XII
A VANISHING BREED
1
espite Chloe’s words, the spectacle ahead offered little comfort. The devouring line was approaching at considerable speed, and it left nothing unchanged. His gut feeling was to flee before it, but he knew that would be a vain manœuvre. This same transfiguring tide would be eating in from all compass points: sooner or later there would be nowhere left to run.
Instead of standing still and letting it come to fetch him, he elected to walk towards it, and brave its touch.
The air began to itch around him as he took his first hesitant steps. The ground squirmed and shook beneath his feet. A few more yards and the region he was walking through actually began to shift.

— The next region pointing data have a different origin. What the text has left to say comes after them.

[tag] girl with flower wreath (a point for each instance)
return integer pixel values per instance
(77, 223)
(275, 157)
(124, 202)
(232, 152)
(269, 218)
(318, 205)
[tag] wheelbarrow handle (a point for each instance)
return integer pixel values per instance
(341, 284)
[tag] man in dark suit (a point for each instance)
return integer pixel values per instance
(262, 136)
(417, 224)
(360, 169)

Loose pebbles were snatched into the flux; leaves plucked from bush and tree.
‘This is going to hurt,’ he thought.
The frontier was no more than ten yards from him now, and he could see with astonishing clarity the processes at work: the raptures of the Loom dividing the matter of the Fugue into strands, then drawing these up into the air and knotting them – those knots in their turn filling the air like countless insects, until the final rapture called them into the carpet.

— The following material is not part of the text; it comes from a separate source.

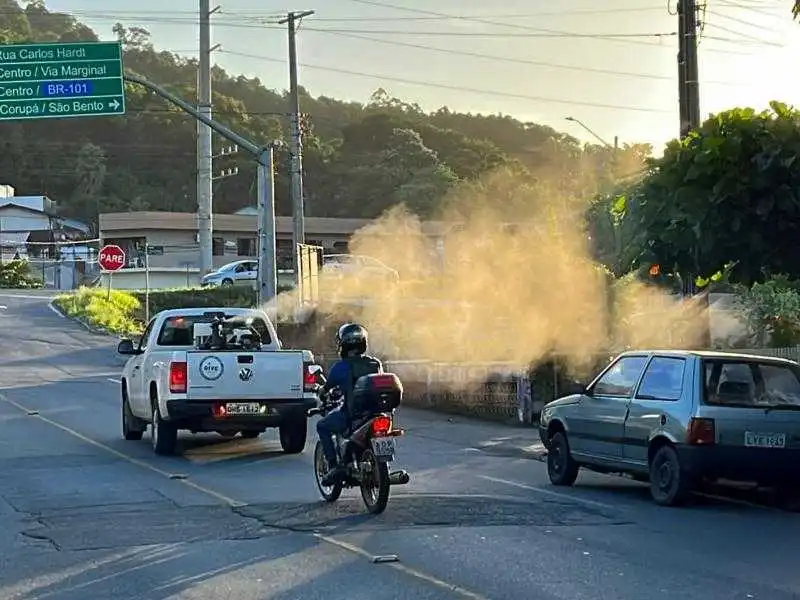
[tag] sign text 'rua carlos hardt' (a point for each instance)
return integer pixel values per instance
(61, 80)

He could afford to wonder at this sight for seconds only before he and it met each other, strands leaping up around him like rainbow fountains. There was no time for farewells: the Fugue simply vanished from sight, leaving him immersed in the working of the Loom. The rising threads gave him the sensation of falling, as though the knots were destined for heaven, and he a damned soul. But it wasn’t heaven above him: it was pattern. A kaleidoscope that defeated eye and mind, its motifs configuring and re-configuring as they found their place beside their fellows. Even now he was certain he’d be similarly metamorphosed; his flesh and bone become symbol, and he be woven into the grand design.
But Chloe’s prayer, if that it had been, afforded him protection. The Loom rejected his Cuckoo-stuff and passed him by. One minute he was in the midst of the Weave. The next the glories of the Fugue were behind him, and he was left standing in a bare field.